Is knocking down buildings the only way people can perceive the power of a bomb? Would a huge mushroom cloud over Tokyo Bay not be shocking? Could that "psychological effect of a new type of weapon" you mentioned in the previous post have been intensified if the Japanese War Cabinet saw that mushroom cloud with their own eyes?
>Arthur Compton, the scientist who led the plutonium side of the Manhattan Project recalled that...
That is an argument against "an advertised demonstration". It is not an argument for killing a hundred thousand civilians. Why wouldn't "the shock of surprise" apply to a demonstration that happened without notice? Why are you presenting this as a binary choice between "an advertised demonstration" and dropping the bomb on a city?

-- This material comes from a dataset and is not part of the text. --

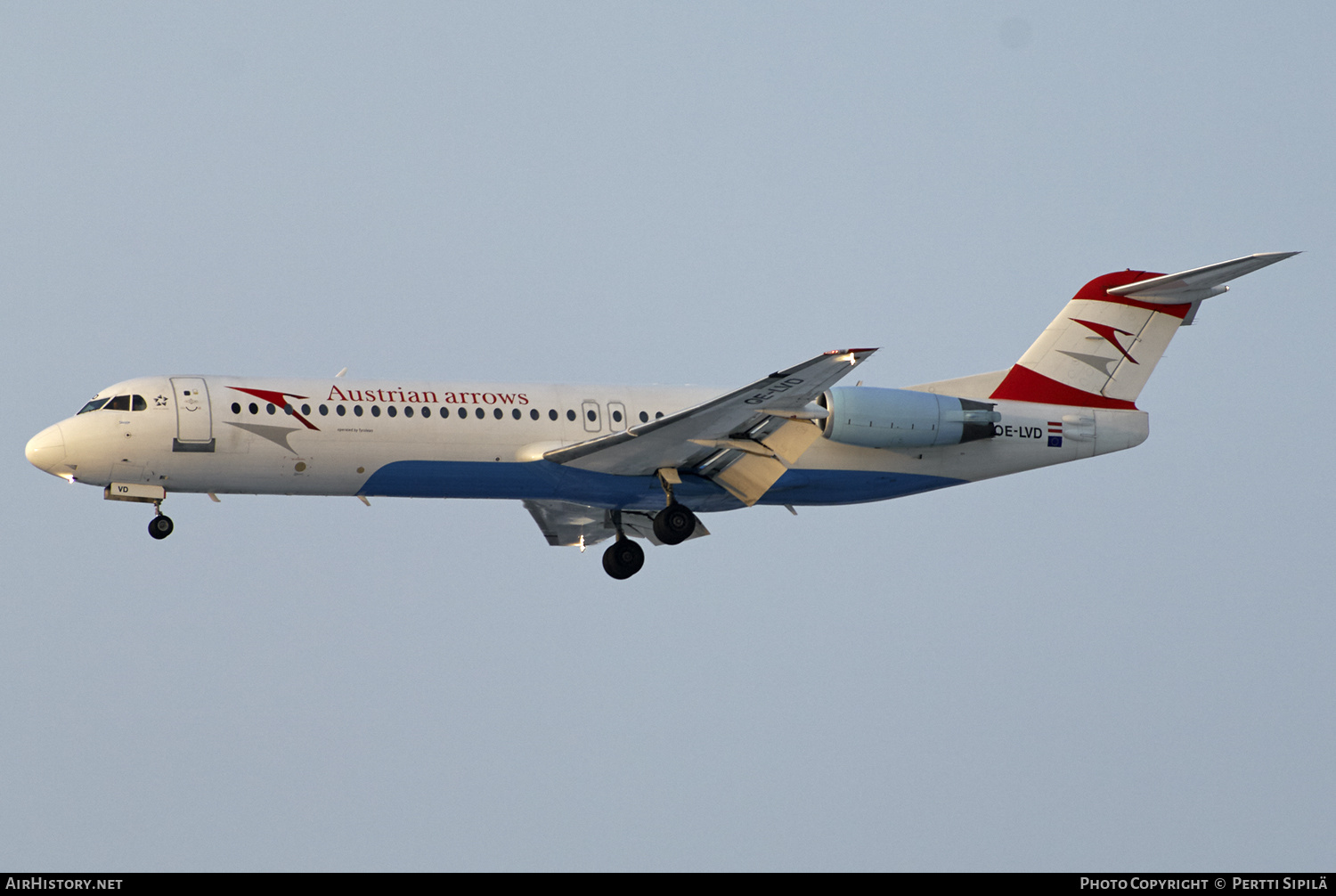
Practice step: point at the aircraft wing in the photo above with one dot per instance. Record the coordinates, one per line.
(568, 524)
(742, 440)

>Even with dropping the first bomb the Japanese War Cabinet wasn't willing to consider surrendering. It took two bombings for the message to sink in (and even then it was a 3-3 tie, and the Emperor had to be called in to break the stalemate): that is the fact any counterfactual has to contend with, that the two bombings barely got the ball over the line.
You keep on repeating this as if the decision being close means that any deviation from the history would have caused them to reach a different conclusion. You have no way of knowing that. I don't know why you seem to believe that the only path to surrender was the exact events that transpired.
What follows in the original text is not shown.